The ATU’s industry-leading apprenticeship programs have played a critical role in training our members.  Our apprenticeships not only provide individuals with the opportunity to learn and master specific skills but also contribute significantly to the overall development of a highly skilled workforce.

As a U.S. Department of Labor Apprenticeship Ambassador, our apprenticeships prioritize hands-on experience, mentorship, and classroom instruction to create a comprehensive learning environment that equips our members with the expertise needed to excel.

As pillars of professional development, ATU apprenticeships stand as a key driver of both individual success and the well-being of the communities we serve. Under International President John Costa’s leadership, the ATU has prioritized these programs by offering International support through staffing, expertise, logistics, and anything else our Locals and members need. We highlight a few of these innovative programs at Locals across our Union.
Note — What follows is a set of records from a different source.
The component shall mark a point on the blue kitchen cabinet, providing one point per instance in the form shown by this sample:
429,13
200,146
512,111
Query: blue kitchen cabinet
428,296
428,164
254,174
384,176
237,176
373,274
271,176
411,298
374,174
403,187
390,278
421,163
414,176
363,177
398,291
Establishing Bus Operators as Skilled Labor

Before 2015, all bus operators in this country were considered unskilled by the U.S. Department of Labor. Recognizing the skills, knowledge, and experience needed to be a successful bus operator, our Local 265-San Jose, CA, and its transit agency, Santa Clara Valley Transit Authority (VTA), along with other industry partners, worked with the DOL to reclassify bus operators as a profession and create a groundbreaking bus operator apprenticeship program. Since its inception, more than 1000 operators now hold Journey worker cards as professional coach operators, and some are even receiving as many as 18 College units after graduating from the Local’s apprenticeship program. In addition, the Local 265 bus operator apprenticeship program has sparked other ATU Locals to create similar programs.


Local 1070–Indianapolis, IN, Teams with IndyGo and Ivy Tech

Our Local 1070-Indianapolis, IN, joined with IndyGo, along with Ivy Tech Community College, to develop apprenticeship and mentorship programs for our members. International President Costa has the opportunity to see these successful programs firsthand on a trip to visit our Local.
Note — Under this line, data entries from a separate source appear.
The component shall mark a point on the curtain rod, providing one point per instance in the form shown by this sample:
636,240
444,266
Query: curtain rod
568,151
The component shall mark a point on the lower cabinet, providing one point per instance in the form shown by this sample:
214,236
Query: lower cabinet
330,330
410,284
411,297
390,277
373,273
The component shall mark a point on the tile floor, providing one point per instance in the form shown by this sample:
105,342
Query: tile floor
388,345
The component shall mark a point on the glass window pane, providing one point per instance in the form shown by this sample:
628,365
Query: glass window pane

“I heard about the great apprenticeship and mentorship programs here at IndyGo and wanted to come check them out. I’m impressed with the success here. I can see the pride and commitment. I can see how these programs are changing the lives of our members while helping to address the shortage of workers at IndyGo,” said Costa. “Your programs work because we are at the table to create them. Our members know the jobs better than anyone. These programs can serve as a model for our Locals and transit agencies across North America.”

One of the programs the Local is partnering with Ivy Tech Community College and IndyGo is to provide our members who are IndyGo diesel apprentices with a pathway to a technical certificate from Ivy Tech in diesel technology. The skills and experience of our Local diesel mechanics played a critical role in developing this apprenticeship at Ivy Tech, the first of its kind at the college within the transportation/logistics sector, specifically diesel technology.


Local 689 – Washington, DC

Our Local 689-Washington, DC, has developed successful joint labor-management apprenticeship and mentorship programs at WMATA and Fairfax Connector to continue expanding our Union’s workforce development programs across North America.

“It’s an honor to be here with you today to hear from you, our members, and management how your innovative apprenticeship and mentorship programs are expanding opportunities for our members to advance their careers and for WMATA to hire skilled workers,” said Costa, who visited a meeting of apprentices, mentors and the transit agency at the Local 689 Union Hall. “These Local 689 WMATA and Fairfax Connector workforce development programs are very impressive and provide models to help our Union continue to set the standard for apprenticeships and mentorships across our industry.”

Local mentors and apprentices, as well as WMATA and Fairfax Connector officials, spoke about how working together is critical to the success of these programs. One of the highlights was an innovative CDL Learner’s Permit and GED Class run by Local 689 at their Union Hall to prepare and give potential operators an opportunity for a career in the public transit industry.


Local 85-Pittsburgh, PA, and Local 788-St. Louis, MO Paving the Way

At Local 85-Pittsburgh, PA, and Local 788-St. Louis, MO, they are currently working on turning their successful mentor programs into registered apprenticeship programs. Recruiting and retaining new operators proved to be a challenge for both transit agencies. So, both Locals worked closely with their transit agencies to develop mentor programs to help increase retention, reduce absenteeism, and improve workplace cultures. There are now over 100 mentors in both programs, who are selected jointly by our Locals and their transit agencies to assist new operators in becoming accustomed to their careers in public transit.  The mentor program’s success led to the Locals and transit agencies wanting to take it to the next level and add that nationally recognized certification.

The ATU is proud to be facilitating these important programs for our members and our industry. Thank you to all our mentors and apprentices who are putting in the work to improve our workplaces and our transit systems.